# Quick surge question



## uberakron (Oct 21, 2014)

Im brand new to all this and you guys all seem like you basically know what's going on and flat out ask , what is a surge ? How does it happen ? Will I know if it's happening and is it worth it? Any little bit of info I should know about this would help. 

Before you ask yes I've been reading over many posts here but they don't directly answer the questions I have about it and where to begin with it. Take it easy on the noob please


----------



## London UberExec Driver (Jul 8, 2014)

Surge happens when there is a spike in demand. Could be sudden such as a concert finishing, or ongoing such as inclement weather, a bus/train strike etc. 

The app works out when and where the surge happens and by what amount. Depending on your city, the whole city will surge, or different areas. 

The area/s will show up red when it surges, and when you get a request it will say so next to the passenger rating. 

When it surges in an area you're not already in, it may or may not be worthwhile to drive to the surge area, bearing in mind other drivers could be heading to the surge area as well.

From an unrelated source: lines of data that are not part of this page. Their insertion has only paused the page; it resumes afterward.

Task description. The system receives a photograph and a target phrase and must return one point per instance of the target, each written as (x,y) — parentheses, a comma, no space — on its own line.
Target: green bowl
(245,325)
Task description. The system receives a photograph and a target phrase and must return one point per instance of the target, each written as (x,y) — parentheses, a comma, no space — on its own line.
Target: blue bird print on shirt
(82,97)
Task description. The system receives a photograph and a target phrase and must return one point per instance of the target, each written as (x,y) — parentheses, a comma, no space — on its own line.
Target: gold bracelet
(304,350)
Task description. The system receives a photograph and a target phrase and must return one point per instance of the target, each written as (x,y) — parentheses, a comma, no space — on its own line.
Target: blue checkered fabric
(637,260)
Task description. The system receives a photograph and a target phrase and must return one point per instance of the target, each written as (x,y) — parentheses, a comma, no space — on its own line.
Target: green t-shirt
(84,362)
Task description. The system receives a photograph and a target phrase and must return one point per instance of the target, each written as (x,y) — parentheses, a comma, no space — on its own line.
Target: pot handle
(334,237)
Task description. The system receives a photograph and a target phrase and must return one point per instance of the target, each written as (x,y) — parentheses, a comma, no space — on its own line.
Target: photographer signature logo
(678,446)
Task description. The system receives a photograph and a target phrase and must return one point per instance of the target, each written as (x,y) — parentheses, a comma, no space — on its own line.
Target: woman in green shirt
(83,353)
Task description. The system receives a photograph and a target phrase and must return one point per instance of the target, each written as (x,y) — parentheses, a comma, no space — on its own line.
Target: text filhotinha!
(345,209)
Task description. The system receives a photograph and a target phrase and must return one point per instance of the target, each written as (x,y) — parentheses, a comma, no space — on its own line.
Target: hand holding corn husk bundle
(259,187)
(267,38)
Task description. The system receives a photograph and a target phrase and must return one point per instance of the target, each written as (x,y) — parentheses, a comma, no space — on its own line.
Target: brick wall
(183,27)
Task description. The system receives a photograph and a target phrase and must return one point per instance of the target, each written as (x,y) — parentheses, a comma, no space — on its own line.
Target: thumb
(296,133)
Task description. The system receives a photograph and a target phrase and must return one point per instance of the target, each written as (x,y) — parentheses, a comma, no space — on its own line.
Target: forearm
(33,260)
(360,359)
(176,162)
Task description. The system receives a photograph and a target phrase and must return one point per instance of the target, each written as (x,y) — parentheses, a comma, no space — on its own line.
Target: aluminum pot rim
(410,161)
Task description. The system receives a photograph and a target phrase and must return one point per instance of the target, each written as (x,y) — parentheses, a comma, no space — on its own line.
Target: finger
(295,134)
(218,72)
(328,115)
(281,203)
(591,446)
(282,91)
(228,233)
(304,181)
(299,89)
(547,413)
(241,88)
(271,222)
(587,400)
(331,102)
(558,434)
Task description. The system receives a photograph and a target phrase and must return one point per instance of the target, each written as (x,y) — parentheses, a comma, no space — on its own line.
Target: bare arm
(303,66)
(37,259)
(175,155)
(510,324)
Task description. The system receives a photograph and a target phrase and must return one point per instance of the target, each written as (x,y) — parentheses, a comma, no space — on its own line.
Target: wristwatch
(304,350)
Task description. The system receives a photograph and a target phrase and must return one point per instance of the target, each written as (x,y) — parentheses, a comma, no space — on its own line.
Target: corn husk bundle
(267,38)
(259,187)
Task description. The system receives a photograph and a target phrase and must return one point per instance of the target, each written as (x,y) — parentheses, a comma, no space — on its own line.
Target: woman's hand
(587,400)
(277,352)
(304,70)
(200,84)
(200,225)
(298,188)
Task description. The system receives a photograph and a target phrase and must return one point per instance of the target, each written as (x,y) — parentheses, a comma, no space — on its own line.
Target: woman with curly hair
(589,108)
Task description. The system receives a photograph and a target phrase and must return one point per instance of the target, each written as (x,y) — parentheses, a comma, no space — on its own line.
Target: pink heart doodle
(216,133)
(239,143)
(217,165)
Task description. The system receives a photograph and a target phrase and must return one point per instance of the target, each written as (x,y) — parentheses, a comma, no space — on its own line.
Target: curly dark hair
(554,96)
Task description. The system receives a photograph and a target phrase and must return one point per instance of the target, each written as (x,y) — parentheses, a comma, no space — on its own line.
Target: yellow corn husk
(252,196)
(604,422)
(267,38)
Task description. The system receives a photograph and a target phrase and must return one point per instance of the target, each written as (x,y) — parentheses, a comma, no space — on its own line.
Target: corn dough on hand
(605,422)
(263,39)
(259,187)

Also, by the time you get there, the surge may have ended. If you get requests at the normal rate, whilst driving to the surge area, you have to consider whether or not it's worthwhile accepting them - "a bird in the hand, is worth two in the bush"


----------



## uberakron (Oct 21, 2014)

Thanks so much for the info and being very helpful. Best of luck to you . I'm so glad I live close to a huge concert venue and this may be good for me.


----------